DarkBERT – LLM for Dark Side of Internet
A team of South Korean researchers has indulged in developing and training an AI on the Dark Web called DarkBERT.
It was unleashed to trawl and index what it could find to help shed light on ways to combat cybercrime.
The Dark Web is notorious for its anonymous websites and marketplaces that facilitate illegal activities, such as drug and weapon trading, stolen data sales, and a haven for cybercriminals.
The Dark Web employs complex systems that mask the IP address of its users, making it difficult to trace the websites they have visited. Accessing this web section requires specialized software, the most popular of which is Tor, which is used by approximately 2.5 million individuals every day.
With the rise of natural language processing programs like ChatGPT, such technology is increasingly used as a new kind of cybercrime. By developing an AI that can fight fire with fire, the researchers wanted to discover how large language models (LLM) could help.

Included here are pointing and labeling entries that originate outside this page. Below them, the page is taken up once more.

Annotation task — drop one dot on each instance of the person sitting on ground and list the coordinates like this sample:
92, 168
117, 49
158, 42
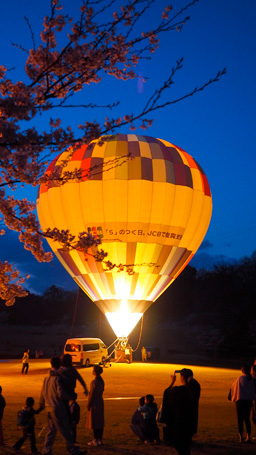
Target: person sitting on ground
149, 411
138, 423
26, 422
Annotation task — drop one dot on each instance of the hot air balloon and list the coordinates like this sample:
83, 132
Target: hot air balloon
151, 214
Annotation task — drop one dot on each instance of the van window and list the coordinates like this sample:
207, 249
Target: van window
91, 347
72, 347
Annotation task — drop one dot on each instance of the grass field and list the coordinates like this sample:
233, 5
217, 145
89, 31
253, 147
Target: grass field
124, 384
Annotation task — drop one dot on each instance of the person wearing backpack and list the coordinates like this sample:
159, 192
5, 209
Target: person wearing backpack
26, 423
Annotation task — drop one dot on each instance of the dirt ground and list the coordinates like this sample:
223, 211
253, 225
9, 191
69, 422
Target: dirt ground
124, 384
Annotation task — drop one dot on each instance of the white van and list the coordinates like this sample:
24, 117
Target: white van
86, 351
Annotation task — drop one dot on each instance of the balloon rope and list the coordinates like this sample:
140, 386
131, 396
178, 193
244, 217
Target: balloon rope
141, 325
74, 316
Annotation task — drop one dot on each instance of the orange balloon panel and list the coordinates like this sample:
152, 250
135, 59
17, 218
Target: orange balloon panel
150, 211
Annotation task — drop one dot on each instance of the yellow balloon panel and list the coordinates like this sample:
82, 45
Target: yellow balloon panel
151, 213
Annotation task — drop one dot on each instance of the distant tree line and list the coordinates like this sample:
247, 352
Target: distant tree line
204, 312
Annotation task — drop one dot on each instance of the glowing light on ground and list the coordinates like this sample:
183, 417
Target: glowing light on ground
123, 321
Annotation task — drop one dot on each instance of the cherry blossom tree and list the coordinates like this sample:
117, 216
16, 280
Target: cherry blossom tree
105, 40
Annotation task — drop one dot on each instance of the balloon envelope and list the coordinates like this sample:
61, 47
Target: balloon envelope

Reseaechers noted that their LLM was far better at making sense of the dark web than other models that were trained to complete similar tasks, including RoBERTa, which Facebook researchers designed back in 2019.

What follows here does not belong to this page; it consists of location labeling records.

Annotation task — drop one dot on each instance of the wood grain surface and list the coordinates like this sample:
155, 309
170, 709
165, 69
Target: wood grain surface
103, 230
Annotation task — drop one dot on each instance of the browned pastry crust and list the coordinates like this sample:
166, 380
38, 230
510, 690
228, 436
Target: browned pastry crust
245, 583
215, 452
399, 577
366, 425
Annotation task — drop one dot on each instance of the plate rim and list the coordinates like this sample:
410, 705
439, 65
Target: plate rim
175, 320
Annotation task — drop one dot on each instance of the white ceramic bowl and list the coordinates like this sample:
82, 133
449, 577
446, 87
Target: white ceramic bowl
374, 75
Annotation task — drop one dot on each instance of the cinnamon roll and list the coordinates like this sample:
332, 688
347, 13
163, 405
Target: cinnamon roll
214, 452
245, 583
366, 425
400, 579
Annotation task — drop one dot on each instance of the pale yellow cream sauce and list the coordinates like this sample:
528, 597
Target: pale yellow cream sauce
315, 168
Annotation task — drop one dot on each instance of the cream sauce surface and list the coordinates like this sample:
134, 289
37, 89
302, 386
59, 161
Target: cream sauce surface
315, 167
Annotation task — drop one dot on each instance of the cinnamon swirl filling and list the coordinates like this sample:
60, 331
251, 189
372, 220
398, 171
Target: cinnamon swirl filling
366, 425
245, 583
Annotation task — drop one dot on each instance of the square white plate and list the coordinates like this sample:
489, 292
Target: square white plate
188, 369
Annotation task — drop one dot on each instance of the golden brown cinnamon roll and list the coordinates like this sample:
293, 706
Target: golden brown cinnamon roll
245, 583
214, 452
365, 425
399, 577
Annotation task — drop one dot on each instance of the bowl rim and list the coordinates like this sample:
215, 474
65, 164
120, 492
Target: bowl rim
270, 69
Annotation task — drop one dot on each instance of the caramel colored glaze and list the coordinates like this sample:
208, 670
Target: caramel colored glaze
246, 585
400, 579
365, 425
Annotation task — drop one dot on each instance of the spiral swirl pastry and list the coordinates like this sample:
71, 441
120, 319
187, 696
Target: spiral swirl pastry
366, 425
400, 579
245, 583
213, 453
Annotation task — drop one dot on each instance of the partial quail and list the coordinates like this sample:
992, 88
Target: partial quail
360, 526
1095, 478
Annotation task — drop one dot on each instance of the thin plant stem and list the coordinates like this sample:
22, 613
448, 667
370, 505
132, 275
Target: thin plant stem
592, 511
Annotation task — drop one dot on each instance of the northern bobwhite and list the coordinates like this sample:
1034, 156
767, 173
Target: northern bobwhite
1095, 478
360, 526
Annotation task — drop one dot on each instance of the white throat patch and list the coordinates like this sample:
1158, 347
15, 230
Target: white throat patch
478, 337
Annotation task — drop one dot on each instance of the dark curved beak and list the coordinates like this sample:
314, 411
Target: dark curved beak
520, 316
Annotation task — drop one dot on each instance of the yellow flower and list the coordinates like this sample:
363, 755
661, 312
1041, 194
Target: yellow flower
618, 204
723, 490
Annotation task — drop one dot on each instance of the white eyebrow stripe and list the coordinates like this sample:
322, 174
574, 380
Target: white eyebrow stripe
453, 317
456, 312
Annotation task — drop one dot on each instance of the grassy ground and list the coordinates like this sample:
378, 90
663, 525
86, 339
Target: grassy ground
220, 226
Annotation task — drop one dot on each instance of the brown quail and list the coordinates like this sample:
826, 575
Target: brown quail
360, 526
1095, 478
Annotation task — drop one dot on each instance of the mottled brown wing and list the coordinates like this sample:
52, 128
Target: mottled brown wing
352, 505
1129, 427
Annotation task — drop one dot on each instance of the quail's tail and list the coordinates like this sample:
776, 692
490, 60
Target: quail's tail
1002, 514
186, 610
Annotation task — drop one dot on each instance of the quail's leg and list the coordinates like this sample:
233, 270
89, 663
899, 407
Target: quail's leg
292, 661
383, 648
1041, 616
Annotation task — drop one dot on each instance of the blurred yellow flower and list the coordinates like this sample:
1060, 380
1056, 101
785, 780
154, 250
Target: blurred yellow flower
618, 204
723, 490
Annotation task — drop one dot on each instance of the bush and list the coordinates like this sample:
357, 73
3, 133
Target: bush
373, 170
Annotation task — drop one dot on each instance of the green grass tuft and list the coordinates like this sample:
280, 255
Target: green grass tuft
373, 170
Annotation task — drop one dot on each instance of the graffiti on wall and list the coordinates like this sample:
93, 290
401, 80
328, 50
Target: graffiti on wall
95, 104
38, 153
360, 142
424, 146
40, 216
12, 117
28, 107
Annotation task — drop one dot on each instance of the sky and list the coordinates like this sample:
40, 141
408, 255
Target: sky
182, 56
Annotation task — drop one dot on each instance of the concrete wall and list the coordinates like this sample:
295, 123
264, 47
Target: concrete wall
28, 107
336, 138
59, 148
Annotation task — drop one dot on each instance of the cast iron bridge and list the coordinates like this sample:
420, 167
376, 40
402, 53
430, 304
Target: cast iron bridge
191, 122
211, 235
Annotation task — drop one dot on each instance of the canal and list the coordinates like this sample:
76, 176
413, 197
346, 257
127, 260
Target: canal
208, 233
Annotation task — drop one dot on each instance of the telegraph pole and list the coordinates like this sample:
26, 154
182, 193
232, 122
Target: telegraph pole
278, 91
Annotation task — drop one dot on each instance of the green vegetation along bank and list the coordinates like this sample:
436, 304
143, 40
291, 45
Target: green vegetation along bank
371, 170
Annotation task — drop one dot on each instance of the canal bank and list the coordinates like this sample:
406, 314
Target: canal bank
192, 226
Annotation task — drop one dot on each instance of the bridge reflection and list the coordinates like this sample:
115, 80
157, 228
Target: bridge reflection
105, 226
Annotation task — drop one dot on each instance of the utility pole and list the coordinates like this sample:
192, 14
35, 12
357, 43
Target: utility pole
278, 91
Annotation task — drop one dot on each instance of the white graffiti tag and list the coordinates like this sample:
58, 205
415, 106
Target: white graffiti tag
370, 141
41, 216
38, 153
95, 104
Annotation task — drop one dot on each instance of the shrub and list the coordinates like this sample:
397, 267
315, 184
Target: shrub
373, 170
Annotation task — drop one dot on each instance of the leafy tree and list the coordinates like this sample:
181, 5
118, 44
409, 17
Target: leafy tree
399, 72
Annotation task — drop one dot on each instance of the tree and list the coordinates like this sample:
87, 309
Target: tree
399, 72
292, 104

DarkBERT has the potential to be employed for diverse cybersecurity purposes, including identifying websites that vend ransomware or release confidential data. Additionally, it can scour through the numerous dark web forums updated daily and keep an eye on any illegal information exchange.
The researchers have published a paper titled “DarkBERT: A Language Model for the Dark Side of the Internet” on their findings. They connected their model to the Tor network and collected raw data to create a database. However, the paper has yet to be peer-reviewed.
The preprint, which is a preliminary version of a study that has not yet been peer-reviewed, can be found on the arXiv.